Macro-encapsulated metallic phase change material over 1000 °C for high-temperature thermal storage

Abstract

This study reports the successful fabrication of Cu@Al 2 O 3 macro-encapsulated metallic PCMs for high-temperature thermal storage over 1000 °C. Cu powders are employed as raw material which are spherulitized to core balls in millimeter-size, and subsequently the core balls are cladded with Al 2 O 3 ceramic shells. After the low-temperature pre-sintering and subsequent high-temperature sintering treatment, the Cu@Al 2 O 3 macrocapsules which contain gaps between the shells and cores are successfully prepared. The core balls are consisted of Cu powders which are not densified but are porous, offering buffer spaces to accommodate the thermal volume expansion during high-temperature sintering and melting of Cu. As a comparison, Cu@Al 2 O 3 macrocapsules prepared by directly coating the commercial solid Cu balls are leaky. Thermal analysis indicates that the metallic core PCM has a melting temperature of 1063 °C and a latent heat of around 210 J/g. The macrocapsules are also highly durable as confirmed by the melting-solidification cycling test.
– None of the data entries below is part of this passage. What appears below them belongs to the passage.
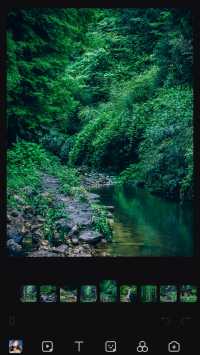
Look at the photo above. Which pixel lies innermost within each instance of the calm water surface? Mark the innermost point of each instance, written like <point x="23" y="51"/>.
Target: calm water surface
<point x="147" y="225"/>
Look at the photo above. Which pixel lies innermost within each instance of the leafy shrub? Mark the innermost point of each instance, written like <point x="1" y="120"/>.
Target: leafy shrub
<point x="100" y="222"/>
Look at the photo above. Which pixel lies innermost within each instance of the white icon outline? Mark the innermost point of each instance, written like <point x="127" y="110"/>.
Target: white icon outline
<point x="142" y="347"/>
<point x="172" y="344"/>
<point x="108" y="343"/>
<point x="44" y="342"/>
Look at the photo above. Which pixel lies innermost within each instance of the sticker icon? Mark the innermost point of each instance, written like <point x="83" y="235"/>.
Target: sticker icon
<point x="15" y="346"/>
<point x="142" y="347"/>
<point x="174" y="347"/>
<point x="110" y="346"/>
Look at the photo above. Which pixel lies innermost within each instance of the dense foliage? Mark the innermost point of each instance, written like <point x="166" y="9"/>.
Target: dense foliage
<point x="109" y="88"/>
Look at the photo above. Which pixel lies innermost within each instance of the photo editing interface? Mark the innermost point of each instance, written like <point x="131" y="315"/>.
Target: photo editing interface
<point x="101" y="247"/>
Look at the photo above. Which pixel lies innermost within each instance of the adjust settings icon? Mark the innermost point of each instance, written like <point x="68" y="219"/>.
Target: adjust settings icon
<point x="142" y="347"/>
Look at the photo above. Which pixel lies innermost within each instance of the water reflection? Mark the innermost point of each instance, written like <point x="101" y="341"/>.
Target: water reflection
<point x="147" y="225"/>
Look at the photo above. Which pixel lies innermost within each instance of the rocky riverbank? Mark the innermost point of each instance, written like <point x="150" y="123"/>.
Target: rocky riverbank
<point x="75" y="233"/>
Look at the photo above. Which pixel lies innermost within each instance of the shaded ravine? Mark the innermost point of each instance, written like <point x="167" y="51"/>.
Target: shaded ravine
<point x="147" y="225"/>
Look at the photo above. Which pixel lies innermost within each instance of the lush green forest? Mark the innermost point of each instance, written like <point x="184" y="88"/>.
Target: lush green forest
<point x="93" y="93"/>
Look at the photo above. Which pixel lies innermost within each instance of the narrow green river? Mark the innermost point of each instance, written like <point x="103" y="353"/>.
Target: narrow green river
<point x="147" y="225"/>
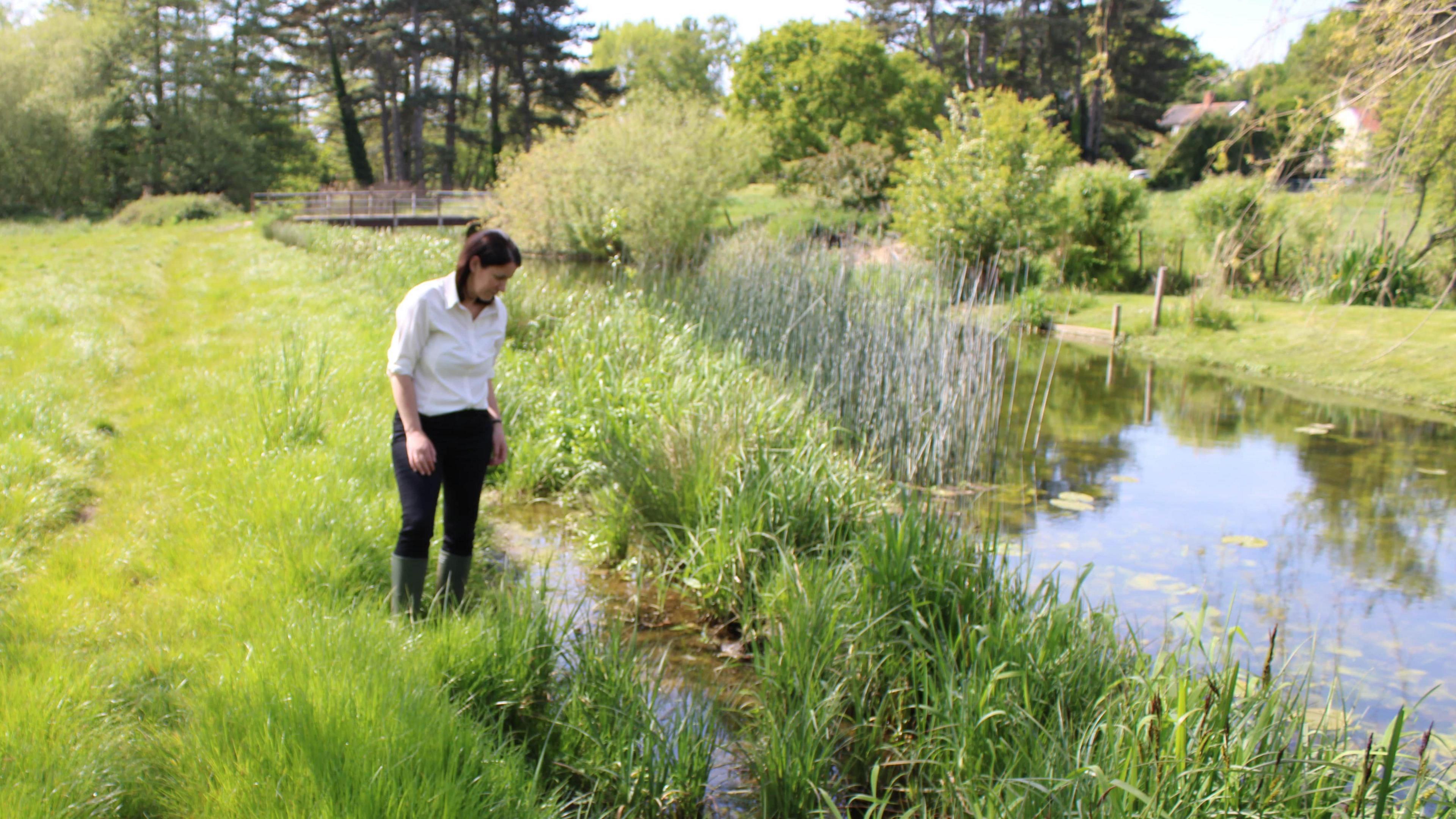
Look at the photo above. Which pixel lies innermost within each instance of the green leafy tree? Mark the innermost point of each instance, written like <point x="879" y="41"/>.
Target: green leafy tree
<point x="689" y="59"/>
<point x="807" y="85"/>
<point x="1111" y="67"/>
<point x="983" y="184"/>
<point x="1100" y="209"/>
<point x="647" y="177"/>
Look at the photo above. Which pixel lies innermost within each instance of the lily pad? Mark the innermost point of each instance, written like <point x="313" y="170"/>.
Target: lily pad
<point x="1323" y="719"/>
<point x="1151" y="582"/>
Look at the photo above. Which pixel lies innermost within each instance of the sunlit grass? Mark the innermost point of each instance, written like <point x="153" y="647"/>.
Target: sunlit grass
<point x="215" y="642"/>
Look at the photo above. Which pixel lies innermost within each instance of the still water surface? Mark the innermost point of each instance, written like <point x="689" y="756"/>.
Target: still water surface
<point x="1315" y="512"/>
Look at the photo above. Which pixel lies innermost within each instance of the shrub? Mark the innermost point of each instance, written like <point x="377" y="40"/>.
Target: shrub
<point x="1376" y="273"/>
<point x="1234" y="215"/>
<point x="806" y="83"/>
<point x="646" y="178"/>
<point x="1098" y="206"/>
<point x="851" y="177"/>
<point x="985" y="183"/>
<point x="171" y="209"/>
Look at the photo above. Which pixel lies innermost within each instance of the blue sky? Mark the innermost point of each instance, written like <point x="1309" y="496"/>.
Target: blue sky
<point x="1241" y="33"/>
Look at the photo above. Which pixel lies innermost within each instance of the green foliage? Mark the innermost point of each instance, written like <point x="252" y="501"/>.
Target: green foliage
<point x="1040" y="308"/>
<point x="983" y="186"/>
<point x="806" y="83"/>
<point x="1372" y="273"/>
<point x="50" y="95"/>
<point x="1100" y="209"/>
<point x="1235" y="216"/>
<point x="689" y="59"/>
<point x="1419" y="129"/>
<point x="851" y="177"/>
<point x="290" y="392"/>
<point x="648" y="177"/>
<point x="173" y="209"/>
<point x="1210" y="314"/>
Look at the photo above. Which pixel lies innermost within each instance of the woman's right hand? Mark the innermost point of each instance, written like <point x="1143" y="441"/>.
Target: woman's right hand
<point x="421" y="452"/>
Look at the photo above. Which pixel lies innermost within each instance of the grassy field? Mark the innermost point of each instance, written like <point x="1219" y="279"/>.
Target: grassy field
<point x="1395" y="353"/>
<point x="1355" y="349"/>
<point x="212" y="639"/>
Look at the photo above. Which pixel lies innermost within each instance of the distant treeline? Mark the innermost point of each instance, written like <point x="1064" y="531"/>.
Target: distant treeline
<point x="113" y="98"/>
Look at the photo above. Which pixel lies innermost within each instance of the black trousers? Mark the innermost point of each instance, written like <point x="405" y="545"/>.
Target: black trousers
<point x="462" y="452"/>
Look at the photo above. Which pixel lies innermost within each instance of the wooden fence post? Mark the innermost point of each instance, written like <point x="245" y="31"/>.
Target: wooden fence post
<point x="1158" y="297"/>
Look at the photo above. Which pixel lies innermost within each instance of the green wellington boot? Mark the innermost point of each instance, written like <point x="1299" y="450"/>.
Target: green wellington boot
<point x="450" y="576"/>
<point x="407" y="584"/>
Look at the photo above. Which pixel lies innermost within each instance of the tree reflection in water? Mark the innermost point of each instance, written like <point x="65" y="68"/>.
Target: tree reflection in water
<point x="1181" y="458"/>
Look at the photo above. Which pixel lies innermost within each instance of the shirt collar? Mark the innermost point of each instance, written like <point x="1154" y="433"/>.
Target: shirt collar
<point x="452" y="292"/>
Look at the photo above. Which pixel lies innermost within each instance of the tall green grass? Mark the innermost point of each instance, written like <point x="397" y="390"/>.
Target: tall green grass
<point x="903" y="667"/>
<point x="910" y="375"/>
<point x="215" y="642"/>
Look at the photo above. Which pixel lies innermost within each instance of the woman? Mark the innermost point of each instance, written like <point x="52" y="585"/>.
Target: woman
<point x="447" y="428"/>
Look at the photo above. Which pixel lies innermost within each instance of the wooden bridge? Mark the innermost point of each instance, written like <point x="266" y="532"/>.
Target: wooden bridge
<point x="382" y="209"/>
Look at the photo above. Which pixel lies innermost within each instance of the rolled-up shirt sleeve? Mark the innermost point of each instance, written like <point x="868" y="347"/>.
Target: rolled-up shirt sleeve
<point x="411" y="333"/>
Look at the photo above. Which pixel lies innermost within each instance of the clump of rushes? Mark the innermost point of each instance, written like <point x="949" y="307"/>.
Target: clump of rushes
<point x="912" y="375"/>
<point x="903" y="667"/>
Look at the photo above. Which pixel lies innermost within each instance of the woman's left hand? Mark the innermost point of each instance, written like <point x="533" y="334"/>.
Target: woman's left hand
<point x="499" y="449"/>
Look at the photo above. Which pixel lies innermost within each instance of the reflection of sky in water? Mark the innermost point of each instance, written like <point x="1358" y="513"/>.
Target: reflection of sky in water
<point x="1356" y="538"/>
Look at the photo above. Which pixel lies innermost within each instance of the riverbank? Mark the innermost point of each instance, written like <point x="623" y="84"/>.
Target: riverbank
<point x="216" y="640"/>
<point x="1394" y="353"/>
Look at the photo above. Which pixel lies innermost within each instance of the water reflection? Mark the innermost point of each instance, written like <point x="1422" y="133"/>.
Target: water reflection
<point x="1321" y="513"/>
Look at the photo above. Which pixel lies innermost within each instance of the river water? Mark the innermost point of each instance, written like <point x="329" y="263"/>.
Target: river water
<point x="1326" y="515"/>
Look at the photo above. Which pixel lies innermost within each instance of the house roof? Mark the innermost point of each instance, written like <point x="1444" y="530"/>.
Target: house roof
<point x="1190" y="113"/>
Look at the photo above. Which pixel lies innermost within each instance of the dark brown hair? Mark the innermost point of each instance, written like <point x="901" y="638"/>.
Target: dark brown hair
<point x="490" y="245"/>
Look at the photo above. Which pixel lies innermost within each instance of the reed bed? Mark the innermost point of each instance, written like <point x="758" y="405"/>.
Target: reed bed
<point x="910" y="372"/>
<point x="905" y="668"/>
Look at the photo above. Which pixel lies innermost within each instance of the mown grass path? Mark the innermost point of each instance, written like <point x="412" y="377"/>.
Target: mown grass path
<point x="1381" y="352"/>
<point x="210" y="643"/>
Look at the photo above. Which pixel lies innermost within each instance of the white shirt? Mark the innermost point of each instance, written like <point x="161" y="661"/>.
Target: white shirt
<point x="449" y="353"/>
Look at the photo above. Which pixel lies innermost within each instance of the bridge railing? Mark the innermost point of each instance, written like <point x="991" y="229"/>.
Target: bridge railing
<point x="346" y="206"/>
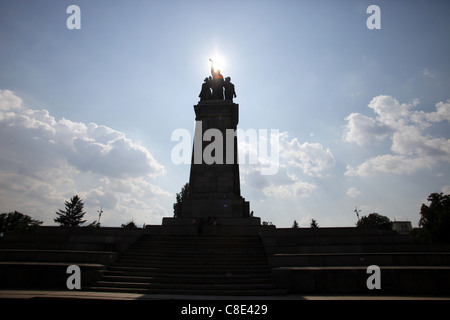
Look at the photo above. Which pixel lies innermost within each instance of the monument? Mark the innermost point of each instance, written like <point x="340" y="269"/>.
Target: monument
<point x="214" y="183"/>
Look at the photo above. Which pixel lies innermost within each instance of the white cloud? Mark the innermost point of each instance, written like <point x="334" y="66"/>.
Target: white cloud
<point x="46" y="161"/>
<point x="312" y="158"/>
<point x="353" y="192"/>
<point x="428" y="73"/>
<point x="413" y="149"/>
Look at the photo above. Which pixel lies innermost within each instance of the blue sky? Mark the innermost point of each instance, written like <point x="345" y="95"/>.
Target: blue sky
<point x="363" y="115"/>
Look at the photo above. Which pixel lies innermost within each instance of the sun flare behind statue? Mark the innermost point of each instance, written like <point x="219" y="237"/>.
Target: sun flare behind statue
<point x="218" y="62"/>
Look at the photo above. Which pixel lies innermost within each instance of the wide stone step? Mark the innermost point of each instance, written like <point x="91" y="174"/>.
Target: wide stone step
<point x="185" y="276"/>
<point x="353" y="280"/>
<point x="218" y="261"/>
<point x="69" y="256"/>
<point x="193" y="279"/>
<point x="362" y="259"/>
<point x="184" y="286"/>
<point x="197" y="268"/>
<point x="229" y="292"/>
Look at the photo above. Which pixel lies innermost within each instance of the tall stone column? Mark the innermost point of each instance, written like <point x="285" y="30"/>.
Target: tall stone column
<point x="214" y="183"/>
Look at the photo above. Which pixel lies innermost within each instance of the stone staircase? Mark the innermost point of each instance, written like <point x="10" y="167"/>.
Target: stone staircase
<point x="194" y="265"/>
<point x="335" y="261"/>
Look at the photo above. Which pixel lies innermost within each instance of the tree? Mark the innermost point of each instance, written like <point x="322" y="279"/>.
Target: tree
<point x="434" y="224"/>
<point x="17" y="222"/>
<point x="72" y="215"/>
<point x="375" y="220"/>
<point x="178" y="205"/>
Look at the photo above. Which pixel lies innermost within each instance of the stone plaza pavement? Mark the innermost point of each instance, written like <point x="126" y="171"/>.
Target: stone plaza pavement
<point x="79" y="294"/>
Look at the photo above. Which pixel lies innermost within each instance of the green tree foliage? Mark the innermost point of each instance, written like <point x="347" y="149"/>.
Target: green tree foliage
<point x="375" y="220"/>
<point x="73" y="214"/>
<point x="434" y="223"/>
<point x="17" y="222"/>
<point x="178" y="205"/>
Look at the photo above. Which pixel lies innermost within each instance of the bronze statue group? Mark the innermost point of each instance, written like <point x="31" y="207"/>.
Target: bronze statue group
<point x="216" y="88"/>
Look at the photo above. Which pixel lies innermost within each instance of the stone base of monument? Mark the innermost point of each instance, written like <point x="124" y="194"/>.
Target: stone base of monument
<point x="212" y="226"/>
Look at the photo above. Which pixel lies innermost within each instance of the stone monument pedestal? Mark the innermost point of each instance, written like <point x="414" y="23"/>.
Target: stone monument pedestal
<point x="214" y="185"/>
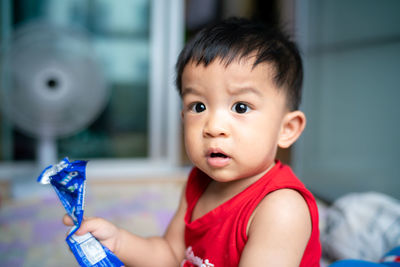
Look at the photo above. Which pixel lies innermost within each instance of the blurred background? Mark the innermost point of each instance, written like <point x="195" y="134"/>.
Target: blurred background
<point x="94" y="80"/>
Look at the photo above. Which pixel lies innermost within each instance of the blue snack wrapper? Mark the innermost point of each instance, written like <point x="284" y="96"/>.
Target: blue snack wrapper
<point x="69" y="181"/>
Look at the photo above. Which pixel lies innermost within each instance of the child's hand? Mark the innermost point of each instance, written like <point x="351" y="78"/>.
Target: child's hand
<point x="106" y="232"/>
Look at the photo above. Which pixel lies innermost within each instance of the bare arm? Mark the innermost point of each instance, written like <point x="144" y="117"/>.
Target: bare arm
<point x="278" y="231"/>
<point x="134" y="250"/>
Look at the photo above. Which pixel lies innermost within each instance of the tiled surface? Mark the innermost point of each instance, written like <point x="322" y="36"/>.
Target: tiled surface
<point x="32" y="234"/>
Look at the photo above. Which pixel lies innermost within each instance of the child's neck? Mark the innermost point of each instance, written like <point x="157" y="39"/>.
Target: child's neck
<point x="217" y="193"/>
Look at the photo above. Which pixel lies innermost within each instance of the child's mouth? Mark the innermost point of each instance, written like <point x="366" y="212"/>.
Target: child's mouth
<point x="218" y="159"/>
<point x="218" y="155"/>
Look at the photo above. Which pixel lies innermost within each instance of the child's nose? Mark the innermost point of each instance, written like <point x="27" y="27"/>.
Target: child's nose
<point x="216" y="125"/>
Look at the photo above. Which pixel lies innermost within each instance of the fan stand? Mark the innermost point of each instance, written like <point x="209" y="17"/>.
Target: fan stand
<point x="46" y="151"/>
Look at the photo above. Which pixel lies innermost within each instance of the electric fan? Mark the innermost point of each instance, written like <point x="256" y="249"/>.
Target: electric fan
<point x="53" y="86"/>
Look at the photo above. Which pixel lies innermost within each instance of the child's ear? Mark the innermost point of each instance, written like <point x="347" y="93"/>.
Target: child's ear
<point x="293" y="125"/>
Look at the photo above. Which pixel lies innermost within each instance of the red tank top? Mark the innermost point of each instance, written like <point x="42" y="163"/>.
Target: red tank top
<point x="218" y="238"/>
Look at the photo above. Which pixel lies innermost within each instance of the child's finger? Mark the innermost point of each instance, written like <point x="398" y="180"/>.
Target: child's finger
<point x="67" y="220"/>
<point x="90" y="224"/>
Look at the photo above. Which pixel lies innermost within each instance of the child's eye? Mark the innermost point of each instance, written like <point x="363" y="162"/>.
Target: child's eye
<point x="240" y="107"/>
<point x="198" y="107"/>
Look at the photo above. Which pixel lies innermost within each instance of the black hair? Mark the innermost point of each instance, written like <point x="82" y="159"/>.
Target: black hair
<point x="237" y="38"/>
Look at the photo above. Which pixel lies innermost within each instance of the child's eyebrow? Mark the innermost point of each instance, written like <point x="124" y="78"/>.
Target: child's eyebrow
<point x="245" y="90"/>
<point x="189" y="90"/>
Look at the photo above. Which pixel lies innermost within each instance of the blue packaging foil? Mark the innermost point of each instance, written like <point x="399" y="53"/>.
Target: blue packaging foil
<point x="69" y="181"/>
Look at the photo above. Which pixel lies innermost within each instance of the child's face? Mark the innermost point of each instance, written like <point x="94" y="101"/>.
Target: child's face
<point x="232" y="118"/>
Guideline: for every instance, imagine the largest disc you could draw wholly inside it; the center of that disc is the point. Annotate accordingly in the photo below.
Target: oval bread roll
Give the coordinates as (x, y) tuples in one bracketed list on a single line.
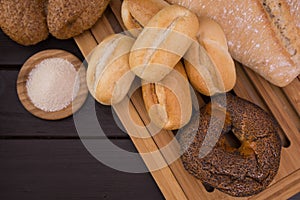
[(168, 102), (162, 43), (137, 13), (262, 35), (208, 63), (108, 75)]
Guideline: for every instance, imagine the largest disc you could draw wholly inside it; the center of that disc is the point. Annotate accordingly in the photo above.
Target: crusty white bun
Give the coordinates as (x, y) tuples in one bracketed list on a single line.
[(168, 102), (108, 75), (208, 64), (262, 34), (163, 42), (137, 13)]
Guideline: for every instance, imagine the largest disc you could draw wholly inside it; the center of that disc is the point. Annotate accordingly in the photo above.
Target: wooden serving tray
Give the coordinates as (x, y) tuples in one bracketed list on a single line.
[(173, 181)]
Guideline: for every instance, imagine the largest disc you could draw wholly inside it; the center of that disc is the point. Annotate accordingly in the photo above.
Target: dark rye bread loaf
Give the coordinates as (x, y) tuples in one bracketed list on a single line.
[(29, 21), (236, 170), (69, 18), (24, 21), (262, 34)]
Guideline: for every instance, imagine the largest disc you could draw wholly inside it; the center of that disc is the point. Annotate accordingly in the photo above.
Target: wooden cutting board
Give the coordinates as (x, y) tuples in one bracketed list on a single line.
[(173, 181)]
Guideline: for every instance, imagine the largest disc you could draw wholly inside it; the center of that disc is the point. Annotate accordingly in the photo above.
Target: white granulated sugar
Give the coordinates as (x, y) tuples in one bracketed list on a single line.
[(52, 84)]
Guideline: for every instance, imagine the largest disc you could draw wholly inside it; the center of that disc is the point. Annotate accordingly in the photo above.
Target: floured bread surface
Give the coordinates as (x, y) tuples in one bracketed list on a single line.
[(24, 21), (251, 37)]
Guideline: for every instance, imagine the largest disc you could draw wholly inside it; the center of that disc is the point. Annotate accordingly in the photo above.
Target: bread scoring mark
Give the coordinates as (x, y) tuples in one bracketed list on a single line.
[(157, 41)]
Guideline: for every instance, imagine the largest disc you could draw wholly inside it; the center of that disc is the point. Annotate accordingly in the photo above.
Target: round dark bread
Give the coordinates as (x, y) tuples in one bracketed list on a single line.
[(24, 21), (242, 171)]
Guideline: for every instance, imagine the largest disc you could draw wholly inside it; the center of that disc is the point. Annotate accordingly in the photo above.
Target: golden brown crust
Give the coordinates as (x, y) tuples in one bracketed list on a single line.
[(155, 52), (208, 63), (24, 21), (108, 75), (168, 102), (251, 39), (67, 19)]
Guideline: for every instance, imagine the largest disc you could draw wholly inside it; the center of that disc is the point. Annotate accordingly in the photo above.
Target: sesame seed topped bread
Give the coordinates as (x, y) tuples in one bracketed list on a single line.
[(262, 34)]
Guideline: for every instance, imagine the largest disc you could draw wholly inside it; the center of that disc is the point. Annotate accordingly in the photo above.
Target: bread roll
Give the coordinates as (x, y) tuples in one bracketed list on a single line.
[(162, 43), (24, 21), (168, 102), (108, 75), (137, 13), (208, 63), (262, 34), (67, 19)]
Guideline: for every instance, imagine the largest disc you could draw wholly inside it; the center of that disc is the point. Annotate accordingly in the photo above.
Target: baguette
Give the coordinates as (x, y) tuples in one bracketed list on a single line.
[(155, 52), (168, 102), (262, 34), (208, 63), (108, 75)]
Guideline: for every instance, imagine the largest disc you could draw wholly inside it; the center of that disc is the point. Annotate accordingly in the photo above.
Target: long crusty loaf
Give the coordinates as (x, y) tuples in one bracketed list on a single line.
[(163, 42), (208, 64), (108, 75), (169, 102), (262, 34)]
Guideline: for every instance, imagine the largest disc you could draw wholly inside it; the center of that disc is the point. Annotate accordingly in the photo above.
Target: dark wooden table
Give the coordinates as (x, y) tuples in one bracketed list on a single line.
[(45, 159)]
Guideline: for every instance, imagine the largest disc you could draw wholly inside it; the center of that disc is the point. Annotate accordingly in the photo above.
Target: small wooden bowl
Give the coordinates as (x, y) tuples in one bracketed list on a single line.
[(30, 64)]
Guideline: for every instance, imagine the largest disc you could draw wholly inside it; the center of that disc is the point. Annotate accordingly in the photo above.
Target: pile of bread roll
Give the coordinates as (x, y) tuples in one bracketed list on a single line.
[(168, 49), (28, 22)]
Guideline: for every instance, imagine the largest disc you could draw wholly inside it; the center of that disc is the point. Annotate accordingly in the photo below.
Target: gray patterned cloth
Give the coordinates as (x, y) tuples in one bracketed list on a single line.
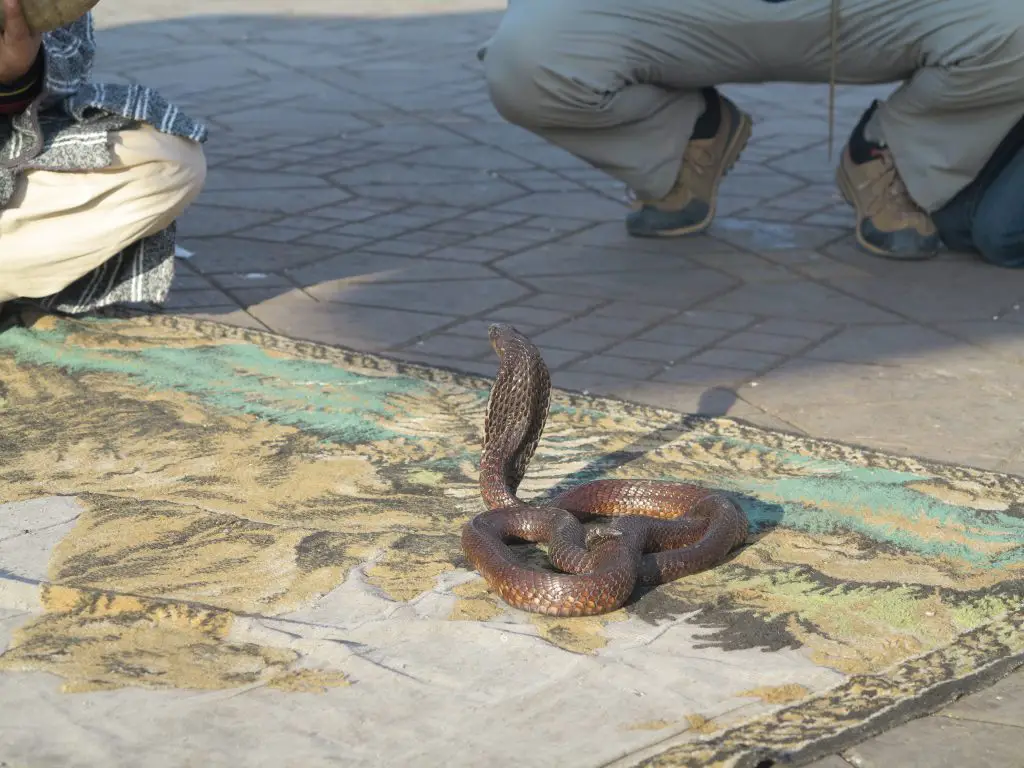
[(67, 128)]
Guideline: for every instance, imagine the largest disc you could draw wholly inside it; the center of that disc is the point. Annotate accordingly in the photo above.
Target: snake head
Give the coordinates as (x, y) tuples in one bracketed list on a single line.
[(500, 335)]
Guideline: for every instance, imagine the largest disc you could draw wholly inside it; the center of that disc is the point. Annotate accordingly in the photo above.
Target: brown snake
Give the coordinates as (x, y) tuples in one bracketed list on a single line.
[(662, 530)]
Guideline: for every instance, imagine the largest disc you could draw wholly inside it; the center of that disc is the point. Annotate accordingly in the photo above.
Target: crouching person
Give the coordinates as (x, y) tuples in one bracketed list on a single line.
[(92, 176), (631, 86)]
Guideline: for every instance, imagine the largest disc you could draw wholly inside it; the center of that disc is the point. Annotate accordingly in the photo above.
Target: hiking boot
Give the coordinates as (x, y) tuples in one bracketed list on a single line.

These results demonstrate that the Cu@Al 2 O 3 macrocapsules are applicable as high-temperature heat storage media, which can find useable applications in advanced high-temperature thermal energy storage systems. • This work reports the successful fabrication of Cu@Al 2 O 3 macro-encapsulated PCM over 1000 °C. • The capsules contain buffer gaps between shell and core to accommodate the thermal volume expansion. • The PCM core has a melting temperature of 1063 °C and a latent heat of around 210 J/g. • The macrocapsules were highly durable in the melting-solidification cycling test.